Costa Alves - 27/01/2022 - 10:28

Escrever é um prazer, mas às vezes não é. Garanto que esse “às vezes” acertou-me em cheio neste dia de não ter assunto ou de não me apetecer ter assunto ou não ser capaz de o ter. No próximo domingo, terei um assunto entre mãos, um papel dobrado em quatro por uma sociedade que nunca mais atingimos: muito mais justa e muito menos desigual. 

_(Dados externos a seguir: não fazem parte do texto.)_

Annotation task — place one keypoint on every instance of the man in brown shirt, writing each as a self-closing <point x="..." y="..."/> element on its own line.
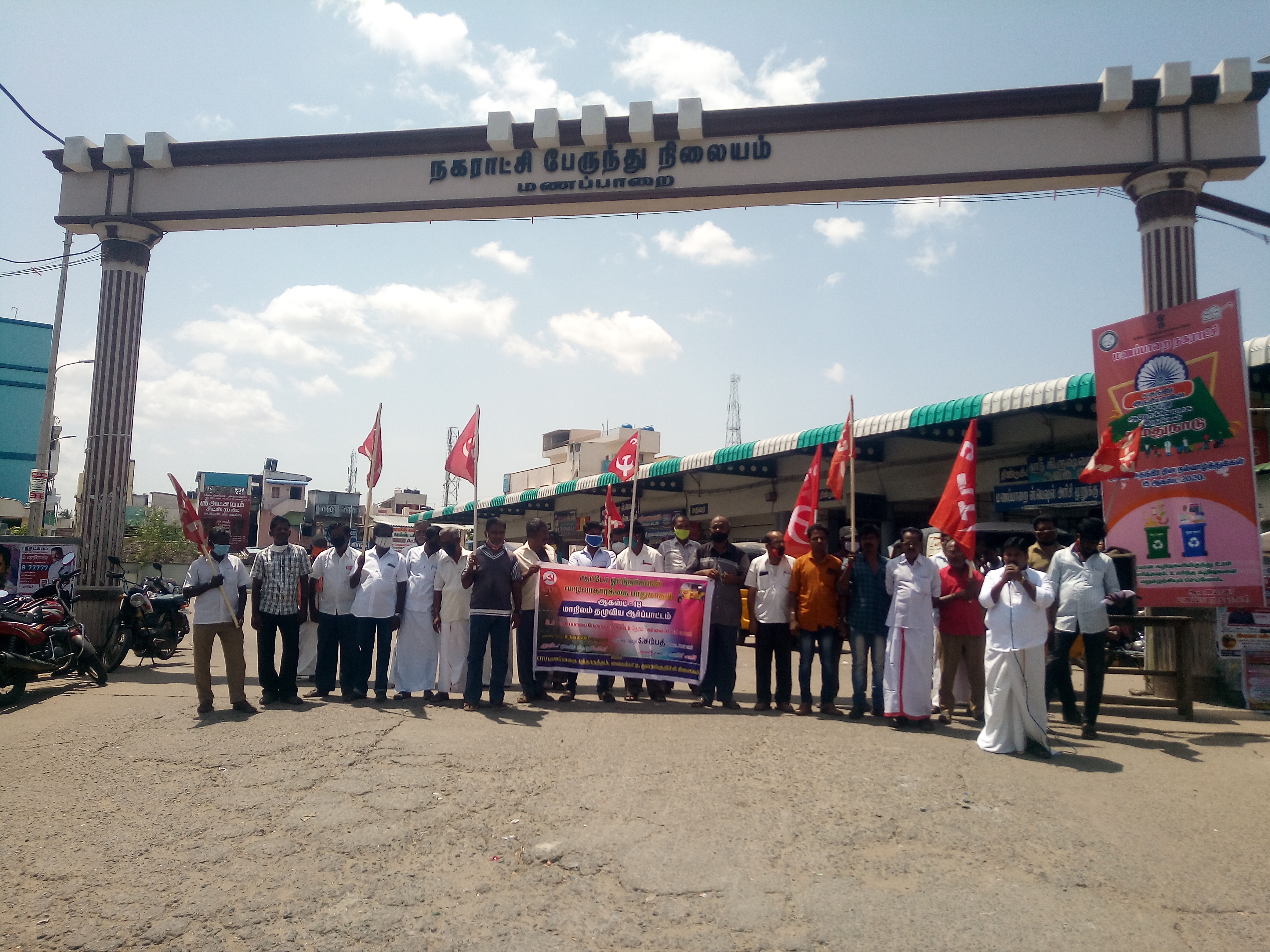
<point x="816" y="619"/>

Hoje não tenho assunto. Quando entro num deserto assim, fujo deste mundo e escolho outro bem mais próximo do que a vida poderia ser. Sem cartazes de fala só, sem refregas televisivas de torturar o sentir e o pensar, refugio-me na poesia e convido o leitor a seguir comigo alguns dos caminhos que a poesia abre com a sua forma única de inteligir. 
“A FORMA JUSTA” - poema de Sophia de Melo Breyner: “Sei que seria possível construir o mundo justo/ As cidades poderiam ser claras e lavadas/ Pelo canto dos espaços e das fontes/ O céu o mar e a terra estão prontos/ A saciar a nossa fome do terrestre/ A terra onde estamos - se ninguém atraiçoasse - proporia/ Cada dia a cada um a liberdade e o reino/ - Na concha na flor no homem e no fruto/ Se nada adoecer a própria forma é justa/ E no todo se integra como palavra em verso/ Sei que seria possível construir a forma justa/ De uma cidade humana que fosse/ Fiel à perfeição do universo// Por isso recomeço sem cessar a partir da página em branco/ E este é meu ofício de poeta para a reconstrução do mundo.”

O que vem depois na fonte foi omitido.